The Independent Democratic Pole (Polo Democrático Independiente) or (PDI), was a left-wing social democratic political party in Colombia.

==Origins==
Originally formed as a left-wing congressional coalition, the party itself was officially founded on July 17, 2003. The congressional movement consisted of the union of diverse tendencies among the Colombian left (including former guerrillas, labor and union leaders, indigenous representatives and others), including many of, but not necessarily limited to, Marxist extraction.

Some of the members of the original group which did not formally join the new party remained as members of separate political structures, one of which then founded Democratic Alternative (AD).

==Political platform==
The PDI's platform principally consisted of supporting a negotiated settlement with the country's leftwing insurgencies, defending the principles and practical applications of Colombia's 1991 Constitution, rejecting the country's traditionally bipartisan politics, and promoting democracy, freedom and social justice while also respecting human rights. The party completely rejected the armed struggle of the FARC and ELN as an effective means to solve Colombia's social, political and economical problems.

==Political development==
Despite threats and violent actions from elements of the country's radical right-wing, most notably from AUC paramilitaries and others, which have resulted in the murder of some of its members, the PDI has become a nationally recognized movement and it has enjoyed some recent electoral successes, such as winning the October 2003 election for the office of Bogotá's mayor through their candidate Luis Eduardo Garzón, the governorship of the Valle del Cauca department through Angelino Garzón, and being partially responsible for the failure of the government's October 2003 referendum (which it opposed, together with the Colombian Liberal Party and others). The party also became part of a few ruling coalitions in other local municipalities, such as Nariño, Pasto.

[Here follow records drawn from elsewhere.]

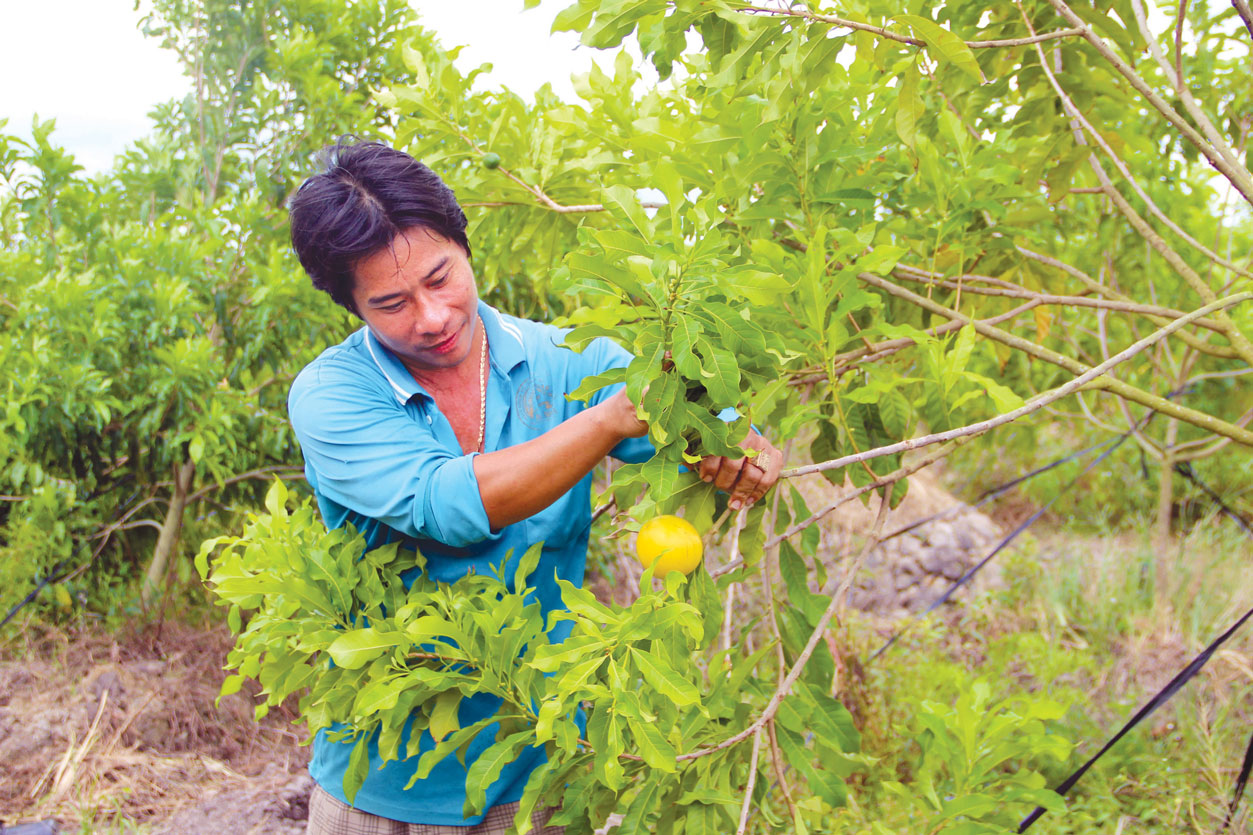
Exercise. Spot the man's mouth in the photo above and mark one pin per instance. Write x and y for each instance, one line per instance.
(446, 345)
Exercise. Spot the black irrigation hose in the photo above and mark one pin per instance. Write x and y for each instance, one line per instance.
(1185, 470)
(53, 576)
(1241, 781)
(1154, 703)
(970, 573)
(987, 495)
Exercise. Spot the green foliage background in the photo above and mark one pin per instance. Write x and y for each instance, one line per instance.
(856, 226)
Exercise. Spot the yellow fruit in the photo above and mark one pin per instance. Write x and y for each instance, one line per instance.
(668, 544)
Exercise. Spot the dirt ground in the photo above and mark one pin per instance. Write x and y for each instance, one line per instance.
(122, 735)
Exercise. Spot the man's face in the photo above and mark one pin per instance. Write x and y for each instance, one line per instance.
(419, 299)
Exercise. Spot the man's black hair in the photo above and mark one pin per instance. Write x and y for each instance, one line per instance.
(366, 194)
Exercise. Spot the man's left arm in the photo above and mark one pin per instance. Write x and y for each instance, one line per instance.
(746, 479)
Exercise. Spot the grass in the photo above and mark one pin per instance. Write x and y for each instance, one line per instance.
(1098, 624)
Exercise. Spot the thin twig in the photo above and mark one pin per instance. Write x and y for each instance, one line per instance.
(785, 686)
(905, 39)
(752, 784)
(1038, 401)
(1238, 178)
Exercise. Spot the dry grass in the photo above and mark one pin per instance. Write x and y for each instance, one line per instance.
(122, 730)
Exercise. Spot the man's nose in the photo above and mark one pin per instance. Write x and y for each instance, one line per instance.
(430, 319)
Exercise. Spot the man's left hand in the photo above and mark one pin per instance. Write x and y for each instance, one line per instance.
(746, 479)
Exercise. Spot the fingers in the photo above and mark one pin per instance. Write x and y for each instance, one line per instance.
(746, 479)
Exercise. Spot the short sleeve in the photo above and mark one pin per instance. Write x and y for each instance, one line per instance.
(377, 456)
(602, 355)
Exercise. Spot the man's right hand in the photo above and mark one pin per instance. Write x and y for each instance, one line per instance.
(622, 416)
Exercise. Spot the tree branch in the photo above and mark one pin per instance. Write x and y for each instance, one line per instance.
(1085, 378)
(1073, 109)
(904, 39)
(1238, 177)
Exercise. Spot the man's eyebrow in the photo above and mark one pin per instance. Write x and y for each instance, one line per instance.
(382, 300)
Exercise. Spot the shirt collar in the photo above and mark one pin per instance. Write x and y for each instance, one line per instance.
(504, 340)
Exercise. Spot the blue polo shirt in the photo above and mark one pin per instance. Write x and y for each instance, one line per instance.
(379, 454)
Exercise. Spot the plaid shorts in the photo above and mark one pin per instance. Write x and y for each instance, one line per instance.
(330, 816)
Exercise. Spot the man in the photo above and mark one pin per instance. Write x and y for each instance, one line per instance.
(444, 424)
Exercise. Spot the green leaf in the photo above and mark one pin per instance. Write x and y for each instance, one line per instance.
(909, 107)
(664, 678)
(377, 696)
(355, 650)
(623, 204)
(655, 749)
(444, 715)
(944, 45)
(484, 771)
(634, 819)
(358, 766)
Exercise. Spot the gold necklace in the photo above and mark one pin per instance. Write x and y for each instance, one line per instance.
(483, 388)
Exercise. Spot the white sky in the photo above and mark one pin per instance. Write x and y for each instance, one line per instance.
(87, 64)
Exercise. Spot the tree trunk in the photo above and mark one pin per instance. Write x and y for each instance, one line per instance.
(1165, 508)
(169, 530)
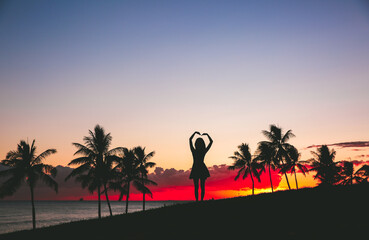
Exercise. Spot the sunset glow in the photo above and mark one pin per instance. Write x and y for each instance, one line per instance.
(152, 73)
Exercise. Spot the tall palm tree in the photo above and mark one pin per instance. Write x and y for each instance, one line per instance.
(347, 173)
(278, 141)
(127, 171)
(362, 174)
(294, 162)
(26, 166)
(266, 157)
(327, 171)
(143, 159)
(245, 164)
(95, 168)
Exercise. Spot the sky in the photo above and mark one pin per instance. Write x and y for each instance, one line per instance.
(153, 72)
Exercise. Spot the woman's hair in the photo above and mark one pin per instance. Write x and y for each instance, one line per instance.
(199, 144)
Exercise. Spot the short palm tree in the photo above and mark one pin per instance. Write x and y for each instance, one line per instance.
(266, 158)
(245, 164)
(347, 174)
(294, 163)
(95, 164)
(25, 166)
(327, 171)
(144, 164)
(278, 141)
(127, 171)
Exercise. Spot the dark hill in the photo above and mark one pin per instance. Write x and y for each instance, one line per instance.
(316, 213)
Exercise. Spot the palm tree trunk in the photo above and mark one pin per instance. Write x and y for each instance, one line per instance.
(127, 197)
(33, 209)
(252, 179)
(107, 199)
(270, 177)
(99, 202)
(297, 186)
(285, 174)
(143, 195)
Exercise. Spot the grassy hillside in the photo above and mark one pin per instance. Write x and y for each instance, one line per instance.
(339, 212)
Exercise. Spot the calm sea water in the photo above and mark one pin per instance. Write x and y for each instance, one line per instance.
(17, 215)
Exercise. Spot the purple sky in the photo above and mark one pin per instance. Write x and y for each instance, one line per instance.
(151, 73)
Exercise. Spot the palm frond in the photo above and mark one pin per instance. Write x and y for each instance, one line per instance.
(43, 155)
(83, 150)
(142, 188)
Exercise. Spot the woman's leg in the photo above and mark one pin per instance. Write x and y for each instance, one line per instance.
(202, 185)
(196, 184)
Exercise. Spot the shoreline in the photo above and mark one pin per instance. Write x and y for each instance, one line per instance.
(302, 213)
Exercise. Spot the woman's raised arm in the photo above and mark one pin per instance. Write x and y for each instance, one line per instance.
(191, 145)
(211, 141)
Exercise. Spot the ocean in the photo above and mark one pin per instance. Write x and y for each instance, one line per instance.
(17, 215)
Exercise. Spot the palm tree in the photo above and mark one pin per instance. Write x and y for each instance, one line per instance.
(26, 166)
(266, 157)
(278, 141)
(143, 159)
(294, 162)
(348, 176)
(245, 163)
(362, 174)
(327, 171)
(127, 171)
(95, 168)
(347, 173)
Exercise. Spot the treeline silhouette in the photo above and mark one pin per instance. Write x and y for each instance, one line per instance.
(100, 169)
(277, 154)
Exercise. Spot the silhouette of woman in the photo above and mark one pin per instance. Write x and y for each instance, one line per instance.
(199, 170)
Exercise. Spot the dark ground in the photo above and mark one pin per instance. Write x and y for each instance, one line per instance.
(316, 213)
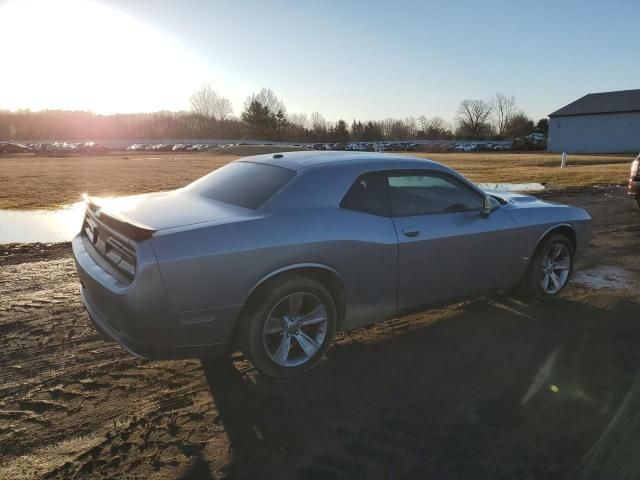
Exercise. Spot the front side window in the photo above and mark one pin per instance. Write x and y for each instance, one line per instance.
(414, 194)
(368, 194)
(245, 184)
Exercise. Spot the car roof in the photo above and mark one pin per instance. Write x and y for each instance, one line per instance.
(299, 161)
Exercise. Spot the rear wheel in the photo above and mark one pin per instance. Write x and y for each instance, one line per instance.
(290, 328)
(550, 268)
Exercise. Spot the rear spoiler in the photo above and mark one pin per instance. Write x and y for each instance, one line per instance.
(127, 227)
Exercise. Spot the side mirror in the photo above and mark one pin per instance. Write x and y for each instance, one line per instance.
(487, 206)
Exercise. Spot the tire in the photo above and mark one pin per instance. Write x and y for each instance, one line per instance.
(542, 281)
(290, 327)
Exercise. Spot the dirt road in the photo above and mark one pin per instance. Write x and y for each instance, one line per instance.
(491, 388)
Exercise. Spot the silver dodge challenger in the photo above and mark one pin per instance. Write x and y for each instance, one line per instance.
(275, 253)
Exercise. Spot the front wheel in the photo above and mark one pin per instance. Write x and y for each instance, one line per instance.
(550, 268)
(291, 327)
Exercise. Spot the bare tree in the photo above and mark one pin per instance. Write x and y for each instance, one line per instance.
(203, 101)
(473, 116)
(423, 123)
(222, 109)
(297, 119)
(318, 123)
(504, 109)
(207, 104)
(412, 127)
(268, 99)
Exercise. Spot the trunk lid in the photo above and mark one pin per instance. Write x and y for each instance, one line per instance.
(164, 210)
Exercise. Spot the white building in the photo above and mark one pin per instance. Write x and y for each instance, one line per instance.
(606, 122)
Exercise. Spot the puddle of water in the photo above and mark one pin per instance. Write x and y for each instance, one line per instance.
(512, 187)
(26, 226)
(605, 277)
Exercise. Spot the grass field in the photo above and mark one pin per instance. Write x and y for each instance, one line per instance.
(30, 182)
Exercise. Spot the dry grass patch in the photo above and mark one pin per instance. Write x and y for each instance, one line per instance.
(29, 182)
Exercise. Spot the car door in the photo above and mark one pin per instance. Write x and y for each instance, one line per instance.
(447, 249)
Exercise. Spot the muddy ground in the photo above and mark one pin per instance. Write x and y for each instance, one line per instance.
(491, 388)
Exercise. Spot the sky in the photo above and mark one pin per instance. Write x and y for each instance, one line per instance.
(345, 59)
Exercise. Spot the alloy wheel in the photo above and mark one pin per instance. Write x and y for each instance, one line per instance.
(556, 265)
(295, 329)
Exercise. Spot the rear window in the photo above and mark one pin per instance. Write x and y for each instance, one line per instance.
(245, 184)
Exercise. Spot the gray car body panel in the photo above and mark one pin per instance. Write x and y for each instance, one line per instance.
(207, 257)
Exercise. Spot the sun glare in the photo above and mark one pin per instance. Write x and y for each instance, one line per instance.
(83, 55)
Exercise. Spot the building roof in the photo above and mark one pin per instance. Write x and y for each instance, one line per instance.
(605, 102)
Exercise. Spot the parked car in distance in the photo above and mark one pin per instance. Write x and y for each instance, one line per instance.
(275, 253)
(634, 180)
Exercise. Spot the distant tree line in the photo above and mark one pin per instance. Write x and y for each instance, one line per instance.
(265, 117)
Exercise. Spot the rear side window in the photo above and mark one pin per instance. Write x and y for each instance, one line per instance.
(245, 184)
(368, 194)
(430, 193)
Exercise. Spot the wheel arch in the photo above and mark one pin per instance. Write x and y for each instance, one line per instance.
(562, 228)
(325, 275)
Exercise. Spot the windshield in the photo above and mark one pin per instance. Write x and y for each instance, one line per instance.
(245, 184)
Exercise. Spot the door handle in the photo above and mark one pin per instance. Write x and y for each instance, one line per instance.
(411, 231)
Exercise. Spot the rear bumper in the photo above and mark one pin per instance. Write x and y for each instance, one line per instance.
(138, 315)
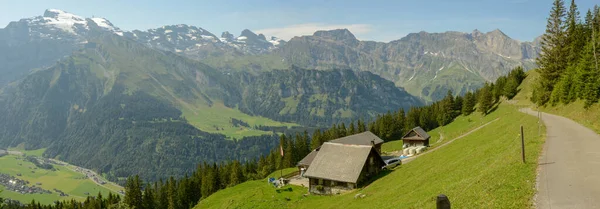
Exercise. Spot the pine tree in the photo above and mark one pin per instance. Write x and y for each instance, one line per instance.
(552, 61)
(468, 103)
(485, 99)
(288, 156)
(315, 142)
(148, 198)
(236, 176)
(351, 129)
(575, 40)
(510, 88)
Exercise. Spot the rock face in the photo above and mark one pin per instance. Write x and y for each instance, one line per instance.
(38, 42)
(426, 64)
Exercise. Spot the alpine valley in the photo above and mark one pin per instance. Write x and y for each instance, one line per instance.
(158, 102)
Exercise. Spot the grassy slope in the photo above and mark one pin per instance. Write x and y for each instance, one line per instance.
(482, 170)
(73, 183)
(218, 115)
(575, 111)
(460, 125)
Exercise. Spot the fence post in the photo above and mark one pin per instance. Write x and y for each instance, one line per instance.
(522, 144)
(442, 202)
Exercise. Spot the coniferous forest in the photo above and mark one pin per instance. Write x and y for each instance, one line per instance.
(568, 64)
(209, 178)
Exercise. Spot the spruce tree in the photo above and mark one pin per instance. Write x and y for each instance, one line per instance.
(148, 198)
(485, 99)
(468, 103)
(552, 60)
(316, 140)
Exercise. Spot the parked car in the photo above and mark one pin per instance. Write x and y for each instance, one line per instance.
(391, 163)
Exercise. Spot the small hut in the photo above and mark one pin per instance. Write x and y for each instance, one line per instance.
(341, 167)
(416, 137)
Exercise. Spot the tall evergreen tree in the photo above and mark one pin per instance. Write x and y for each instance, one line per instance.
(469, 103)
(148, 200)
(552, 60)
(485, 99)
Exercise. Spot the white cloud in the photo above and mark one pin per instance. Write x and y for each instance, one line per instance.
(290, 31)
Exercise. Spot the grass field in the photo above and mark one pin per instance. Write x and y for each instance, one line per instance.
(71, 182)
(481, 170)
(460, 125)
(575, 111)
(219, 116)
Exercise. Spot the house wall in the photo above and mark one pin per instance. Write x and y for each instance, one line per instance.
(328, 187)
(416, 143)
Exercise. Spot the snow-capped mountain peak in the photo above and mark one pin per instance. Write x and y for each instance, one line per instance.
(106, 25)
(62, 20)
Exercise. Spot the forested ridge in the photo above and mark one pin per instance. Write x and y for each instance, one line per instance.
(568, 66)
(208, 178)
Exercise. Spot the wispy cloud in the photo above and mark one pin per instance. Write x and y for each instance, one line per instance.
(288, 32)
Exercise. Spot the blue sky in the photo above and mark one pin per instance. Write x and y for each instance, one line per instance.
(367, 19)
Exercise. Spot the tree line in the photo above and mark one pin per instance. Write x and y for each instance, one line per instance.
(568, 64)
(209, 178)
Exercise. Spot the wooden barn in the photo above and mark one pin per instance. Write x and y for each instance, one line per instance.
(365, 138)
(341, 167)
(416, 137)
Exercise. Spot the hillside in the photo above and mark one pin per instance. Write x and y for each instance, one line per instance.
(502, 181)
(427, 65)
(122, 108)
(576, 111)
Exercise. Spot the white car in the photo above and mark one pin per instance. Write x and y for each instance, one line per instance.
(391, 163)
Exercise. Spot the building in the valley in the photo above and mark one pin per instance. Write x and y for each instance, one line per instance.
(340, 167)
(415, 138)
(365, 138)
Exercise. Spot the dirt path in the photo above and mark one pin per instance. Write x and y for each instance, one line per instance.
(569, 167)
(407, 160)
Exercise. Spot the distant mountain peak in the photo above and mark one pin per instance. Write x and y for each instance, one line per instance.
(337, 34)
(497, 32)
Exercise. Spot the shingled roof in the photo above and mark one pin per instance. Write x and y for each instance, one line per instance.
(339, 162)
(420, 134)
(309, 158)
(363, 138)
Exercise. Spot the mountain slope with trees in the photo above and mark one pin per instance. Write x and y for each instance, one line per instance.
(569, 68)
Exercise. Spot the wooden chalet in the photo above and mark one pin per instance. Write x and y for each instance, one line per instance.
(341, 167)
(365, 138)
(416, 137)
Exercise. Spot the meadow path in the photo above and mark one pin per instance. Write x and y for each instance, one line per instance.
(569, 167)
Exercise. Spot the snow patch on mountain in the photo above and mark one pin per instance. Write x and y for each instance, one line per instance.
(63, 20)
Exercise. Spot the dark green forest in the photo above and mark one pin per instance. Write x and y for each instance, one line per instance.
(209, 178)
(568, 66)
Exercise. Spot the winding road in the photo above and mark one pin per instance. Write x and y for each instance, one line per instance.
(569, 167)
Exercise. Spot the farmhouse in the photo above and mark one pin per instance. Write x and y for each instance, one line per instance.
(341, 167)
(365, 138)
(415, 138)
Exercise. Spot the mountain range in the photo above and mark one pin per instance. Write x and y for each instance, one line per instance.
(157, 102)
(98, 97)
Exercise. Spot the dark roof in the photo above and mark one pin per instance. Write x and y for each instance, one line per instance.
(363, 138)
(309, 158)
(340, 162)
(421, 134)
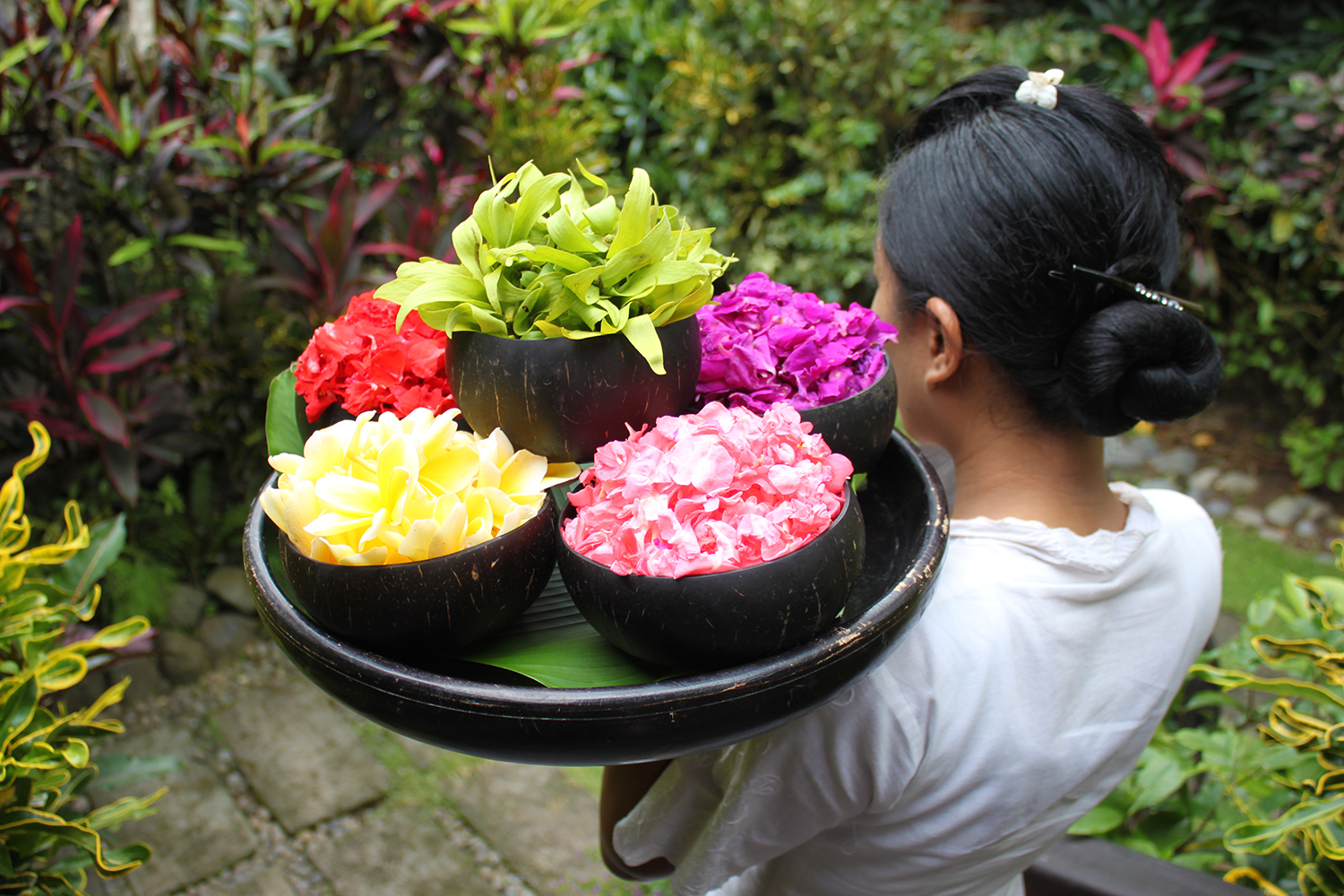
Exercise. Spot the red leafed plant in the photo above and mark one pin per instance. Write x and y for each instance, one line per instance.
(86, 367)
(365, 365)
(323, 260)
(1183, 89)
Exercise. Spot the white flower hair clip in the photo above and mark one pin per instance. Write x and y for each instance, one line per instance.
(1039, 88)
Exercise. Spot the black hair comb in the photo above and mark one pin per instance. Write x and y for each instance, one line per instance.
(1137, 289)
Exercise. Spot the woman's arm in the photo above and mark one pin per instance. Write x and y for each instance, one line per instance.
(623, 788)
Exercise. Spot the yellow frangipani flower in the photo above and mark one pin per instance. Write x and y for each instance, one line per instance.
(395, 490)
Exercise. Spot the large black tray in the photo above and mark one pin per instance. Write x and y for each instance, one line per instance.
(489, 712)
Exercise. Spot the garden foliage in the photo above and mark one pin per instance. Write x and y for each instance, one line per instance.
(177, 218)
(48, 841)
(553, 263)
(773, 123)
(1246, 778)
(202, 203)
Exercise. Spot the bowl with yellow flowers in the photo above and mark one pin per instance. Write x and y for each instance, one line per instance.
(411, 532)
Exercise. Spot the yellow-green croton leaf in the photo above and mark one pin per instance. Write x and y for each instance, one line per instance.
(538, 261)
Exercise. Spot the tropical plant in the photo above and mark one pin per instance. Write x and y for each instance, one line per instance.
(773, 121)
(550, 263)
(1185, 93)
(83, 401)
(48, 837)
(324, 263)
(1252, 788)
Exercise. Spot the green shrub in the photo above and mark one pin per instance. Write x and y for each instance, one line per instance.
(47, 840)
(1265, 247)
(774, 121)
(1250, 786)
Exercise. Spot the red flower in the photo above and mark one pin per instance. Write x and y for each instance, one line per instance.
(365, 365)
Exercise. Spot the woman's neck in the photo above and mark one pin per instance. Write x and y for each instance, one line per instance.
(1032, 473)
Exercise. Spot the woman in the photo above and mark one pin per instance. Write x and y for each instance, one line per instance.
(1015, 238)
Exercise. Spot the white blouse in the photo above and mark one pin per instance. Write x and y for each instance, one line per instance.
(1021, 697)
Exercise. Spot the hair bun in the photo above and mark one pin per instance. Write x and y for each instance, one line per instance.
(1136, 360)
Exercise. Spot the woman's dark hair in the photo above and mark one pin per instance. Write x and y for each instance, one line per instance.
(992, 204)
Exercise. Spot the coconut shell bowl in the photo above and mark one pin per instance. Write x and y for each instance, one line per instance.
(720, 619)
(489, 712)
(564, 398)
(433, 606)
(860, 425)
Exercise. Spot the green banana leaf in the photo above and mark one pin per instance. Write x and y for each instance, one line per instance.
(287, 424)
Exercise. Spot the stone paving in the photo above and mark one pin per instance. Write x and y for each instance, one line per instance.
(281, 791)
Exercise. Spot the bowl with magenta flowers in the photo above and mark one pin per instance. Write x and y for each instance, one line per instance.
(569, 316)
(763, 343)
(712, 538)
(410, 533)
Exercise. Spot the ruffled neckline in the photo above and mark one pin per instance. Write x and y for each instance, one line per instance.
(1102, 551)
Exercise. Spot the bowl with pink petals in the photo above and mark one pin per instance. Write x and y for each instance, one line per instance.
(763, 343)
(712, 538)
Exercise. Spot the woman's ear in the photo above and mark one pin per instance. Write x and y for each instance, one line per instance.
(946, 351)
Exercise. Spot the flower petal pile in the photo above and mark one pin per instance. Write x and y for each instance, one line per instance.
(395, 490)
(765, 343)
(707, 492)
(366, 365)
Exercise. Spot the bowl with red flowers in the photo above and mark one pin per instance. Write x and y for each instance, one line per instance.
(765, 343)
(712, 538)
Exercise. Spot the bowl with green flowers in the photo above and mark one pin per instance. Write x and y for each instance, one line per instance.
(567, 320)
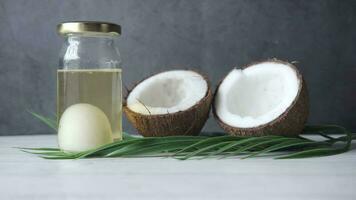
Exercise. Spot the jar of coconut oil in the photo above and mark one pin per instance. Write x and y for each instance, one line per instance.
(89, 72)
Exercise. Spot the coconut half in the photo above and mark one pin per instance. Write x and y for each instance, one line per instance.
(264, 98)
(174, 102)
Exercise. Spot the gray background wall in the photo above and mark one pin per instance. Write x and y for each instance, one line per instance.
(212, 36)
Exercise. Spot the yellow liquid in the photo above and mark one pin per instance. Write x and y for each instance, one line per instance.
(98, 87)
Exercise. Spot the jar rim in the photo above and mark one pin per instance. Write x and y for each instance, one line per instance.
(88, 27)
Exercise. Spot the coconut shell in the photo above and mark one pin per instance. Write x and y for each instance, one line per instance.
(290, 123)
(187, 122)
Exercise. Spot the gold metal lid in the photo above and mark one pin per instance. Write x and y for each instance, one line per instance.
(88, 27)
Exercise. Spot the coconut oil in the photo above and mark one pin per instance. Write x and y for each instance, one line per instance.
(98, 87)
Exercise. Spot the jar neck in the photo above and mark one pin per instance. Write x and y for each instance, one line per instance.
(82, 51)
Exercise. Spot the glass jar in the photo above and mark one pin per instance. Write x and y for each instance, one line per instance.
(90, 70)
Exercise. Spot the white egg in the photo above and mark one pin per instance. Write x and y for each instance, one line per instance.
(83, 127)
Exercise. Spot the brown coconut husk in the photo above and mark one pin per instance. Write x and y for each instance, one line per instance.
(290, 123)
(187, 122)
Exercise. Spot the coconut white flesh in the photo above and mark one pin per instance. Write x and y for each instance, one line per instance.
(167, 92)
(256, 95)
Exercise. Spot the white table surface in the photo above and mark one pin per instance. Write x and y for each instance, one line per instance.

The PDI was present as an observer in the Socialist International. The PDI was in political opposition to the government of president Álvaro Uribe, being critical of many of his actions and generally rejecting his policies as counter-productive or ineffective. This has not prevented several of its members from participating in discussions and finding points of agreement with some Uribe supporters or with other more traditional politicians.

Ahead of the 2006 elections, the PDI and Democratic Alternative formed an alliance called Alternative Democratic Pole (PDA). The PDA chose AD's Carlos Gaviria Díaz as its presidential candidate, defeating the PDI's Antonio Navarro Wolff in a close race.